2017-11-16 / Front Page

Students see archaeological study in progress


A group of Lincoln County eighth-grade students listen to Tom Gresham describe his team’s archeological studies at the Kettle Creek Battlefield site. A group of Lincoln County eighth-grade students listen to Tom Gresham describe his team’s archeological studies at the Kettle Creek Battlefield site. Lincoln County eighth-grade Georgia Studies Teacher Christie Bryan recently took two busloads of students to visit the Kettle Creek Battlefield. In previous visits the class has been offered orientations to the 1779 battlefield site by historian Allen Burton and botanist Joe Harris.
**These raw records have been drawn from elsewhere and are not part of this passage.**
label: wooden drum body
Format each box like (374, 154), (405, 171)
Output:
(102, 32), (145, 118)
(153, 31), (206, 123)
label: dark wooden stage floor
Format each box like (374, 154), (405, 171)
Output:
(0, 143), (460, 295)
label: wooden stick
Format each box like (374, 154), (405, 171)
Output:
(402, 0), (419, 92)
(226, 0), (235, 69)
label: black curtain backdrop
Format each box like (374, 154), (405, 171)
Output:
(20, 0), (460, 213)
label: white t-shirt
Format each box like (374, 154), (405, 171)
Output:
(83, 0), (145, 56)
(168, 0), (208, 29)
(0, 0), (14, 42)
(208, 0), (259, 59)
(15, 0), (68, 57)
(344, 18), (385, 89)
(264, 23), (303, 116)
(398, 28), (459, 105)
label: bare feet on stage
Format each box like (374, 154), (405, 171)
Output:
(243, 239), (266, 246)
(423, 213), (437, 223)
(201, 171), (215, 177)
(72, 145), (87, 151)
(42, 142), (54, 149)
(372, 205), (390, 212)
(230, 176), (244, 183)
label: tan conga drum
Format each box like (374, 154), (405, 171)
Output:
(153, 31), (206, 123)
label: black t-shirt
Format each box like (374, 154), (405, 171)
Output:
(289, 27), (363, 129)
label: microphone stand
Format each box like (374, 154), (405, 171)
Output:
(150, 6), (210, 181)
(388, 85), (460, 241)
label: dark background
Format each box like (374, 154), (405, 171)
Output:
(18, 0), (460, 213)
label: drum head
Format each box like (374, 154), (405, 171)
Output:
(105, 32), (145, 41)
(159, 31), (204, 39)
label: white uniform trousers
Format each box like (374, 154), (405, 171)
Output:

But coincident to the recent visit by the class of ’21, an archeological study of the battlefield was in progress when they arrived.

A Southeastern Archeological Services team from Athens, with Thomas A. Gresham as lead archeologist, was well into a day’s work when the students arrived. Gresham, with 41 years of experience, invited the group to a brief review of their studies on site. Southeastern U.S. prehistory is a Gresham favorite specialty, but another is rock pile studies. Both are important in the Kettle Creek area.

The north side of War Hill has over 100 feet of solid and loose surface rock. Rock items from Creek and Cherokee times are from more recent times, but fossil tooth and bone items dating from over 10,000 years have been found on the site and have been reported in Georgia Before People: Land of the Saber-tooths, Mastodons, and Vampire Bats by Mark Gelbart.

“The kids were still talking about the archeologists on Friday,” Bryan wrote to Harris, “We also enjoyed the walking trail around War Hill and definitely plan to be back next year.”

“It is almost equally likely that in years to come, these students, as parents, will bring their families for a visit here. It might be quite a different park then, with much more to offer,” Harris suggested.